Tanto en aquella ocasión como en Le retour de Lemmy Caution —un telefilme de Josée Dayan fechado en el 89—, los golpes de Constantine, frente a esas efusiones de sangre ralentizadas —que veníamos viendo desde la gloria de Sam Peckinpah en la pantalla de finales de los 60—, se habían quedado mucho más que anticuados. El gran Eddie siempre propinaba bofetones, raramente puñetazos. De ahí que algunos de los aficionados le conociesen como «el rey del sopapo». Duro entre los más duros —eso sí, de un cine tan ingenuo como grato—, aquellas chicas, recreadas por actrices del atractivo de Sophie Hardy y Carla Marlier —esta última maravillosa en Cuando ellas enredan (Raoul André, 1965)— siempre acababan por camelar a Constantine, ya encarnase a Lemmy Caution, Jeff Gordon o Nick Carter. Al fin y al cabo, era un sentimental, como se afirmaba en el título original de una de sus películas más celebradas, Manos asesinas en su desatinada traducción española.

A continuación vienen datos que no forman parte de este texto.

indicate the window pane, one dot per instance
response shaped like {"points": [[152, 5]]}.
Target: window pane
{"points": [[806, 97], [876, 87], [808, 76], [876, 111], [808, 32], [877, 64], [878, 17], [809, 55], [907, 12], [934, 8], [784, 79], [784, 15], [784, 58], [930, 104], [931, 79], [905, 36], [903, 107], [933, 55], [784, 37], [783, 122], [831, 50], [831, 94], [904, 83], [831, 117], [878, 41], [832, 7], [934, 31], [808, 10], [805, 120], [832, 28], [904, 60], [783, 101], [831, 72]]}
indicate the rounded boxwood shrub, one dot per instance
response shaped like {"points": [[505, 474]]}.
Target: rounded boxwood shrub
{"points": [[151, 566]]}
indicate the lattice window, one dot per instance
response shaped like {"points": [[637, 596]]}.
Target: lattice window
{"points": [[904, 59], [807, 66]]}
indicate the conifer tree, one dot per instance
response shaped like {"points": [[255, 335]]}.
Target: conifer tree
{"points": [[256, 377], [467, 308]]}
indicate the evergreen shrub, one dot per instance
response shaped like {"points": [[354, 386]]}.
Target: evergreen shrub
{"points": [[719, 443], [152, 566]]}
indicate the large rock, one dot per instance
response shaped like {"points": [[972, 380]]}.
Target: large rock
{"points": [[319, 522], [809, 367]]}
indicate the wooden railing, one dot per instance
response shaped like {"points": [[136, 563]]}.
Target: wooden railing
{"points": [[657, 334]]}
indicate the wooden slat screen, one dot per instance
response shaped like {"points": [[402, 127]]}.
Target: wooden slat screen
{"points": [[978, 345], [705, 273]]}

Sin embargo, el actor no se sintió nunca satisfecho con ninguno de sus personajes. Sus deseos de partir con el prototipo que creó fueron tan apremiantes como infructuosos. El musical Folies Bergère (1957) constituyó el gran fracaso de su carrera. Tras aquel tumbo, acabó resignándose al cine por motivos económicos. Siempre se consideró un cantante. Murió en Wiesbaden (Alemania) el veinticinco de febrero de 1993. Desde entonces, su lugar en el panteón cinéfilo —léase “sus viejas películas”— es de los más visitados.